Jesus isn’t really talking about how to protect your ‘stuff.’  He is talking about values and priorities. 

The more we try to use logic and new technology to justify our growing wealth of possessions, the more obvious it becomes that we have missed the point of entirely.

Our materialism is in control of us.  Not Jesus our Lord. 

Our stuff controls us, not the other way around.


A quick side note here… I just want to be clear…

This is not a sermon prophesying against the evils of Capitalism.  This is a sermon about Greed and sin.  Now those two things are closely related; capitalism and greed.  And it’s easy to conflate the two.  So, as we walk this journey towards simplicity, I invite you to open your ears and hearts to what God is saying to you this day. 

As people of faith we are called to live differently.  We live according to God’s word, not the ways of the world. 

George carlin on Stuff

Comedians are modern day prophets

Comedians have the ability to see the world in a different way, and see where the pieces don’t quite fit together.  And see the problems that everyone else has become blind to. 

Biblical prophets did this too, they weren’t always so funny about it, and their relentless calling out of the truth often got them in trouble. 

But I think many comedians have the ability to see truth, to see the things that we don’t want to see. 

George Carlin did this.  He often did it in a way that was rude and crass, but if you could see past his offensive words, he was often right. 

He had this one bit, where he makes fun of all the stuff we’ve modern Americans have accumulated.       He points out that our houses are just big boxes for all of our stuff. 

Often in life we find we need a bigger house, because we have too much stuff

Or we get a storage unit for all of our extra stuff we don’t need right now, but we also don’t want to throw it away… 

We love our stuff. 

I am Move theory

We’ve been told this great lie in our society, the short version is “more stuff will make you happy”

See the Lie goes like this. 

Imagine you are outside, in the rain, and naked, cold, and hungry. 
You’re suffering, you are very unhappy. 

I come along, I see you suffering, and I decide to help you out…

Well how am I going to help?

I’m going to give you some clothes, something warm to wear.  I’m going to give you some shelter, bring you inside a house.  And I’m going to give you some food, something hot to eat. 
Maybe I’ll give you a soft bed, a blanket and nice pillow. 

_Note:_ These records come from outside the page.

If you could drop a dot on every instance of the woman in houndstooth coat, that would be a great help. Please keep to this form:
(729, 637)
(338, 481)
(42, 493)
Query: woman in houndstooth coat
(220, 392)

Well now all of the sudden you are feeling a little bit better,
you’re a little bit happy.  All because I gave you a little bit of stuff. 

Well hear comes the great lie….

If a little bit of stuff takes you from suffering & miserable, to Happy,

Well then a lot of stuff will make you a lot of happy. 

That first part is true, when you have zero, a little bit of stuff can improve your situation and bring you a little bit of happiness. 

The lie is the second part…

A lot of stuff will not bring you a lot of happiness. 


Take some time this week to simplify

           Get rid of some stuff

           Simplify at the dinner table

           Simplify at the coffee shop…

           Simplify your wardrobe

           Simplify your prayer life

           Simplify your financial life


Love God, and Love one another. 

It’s all the easy and it’s all the hard.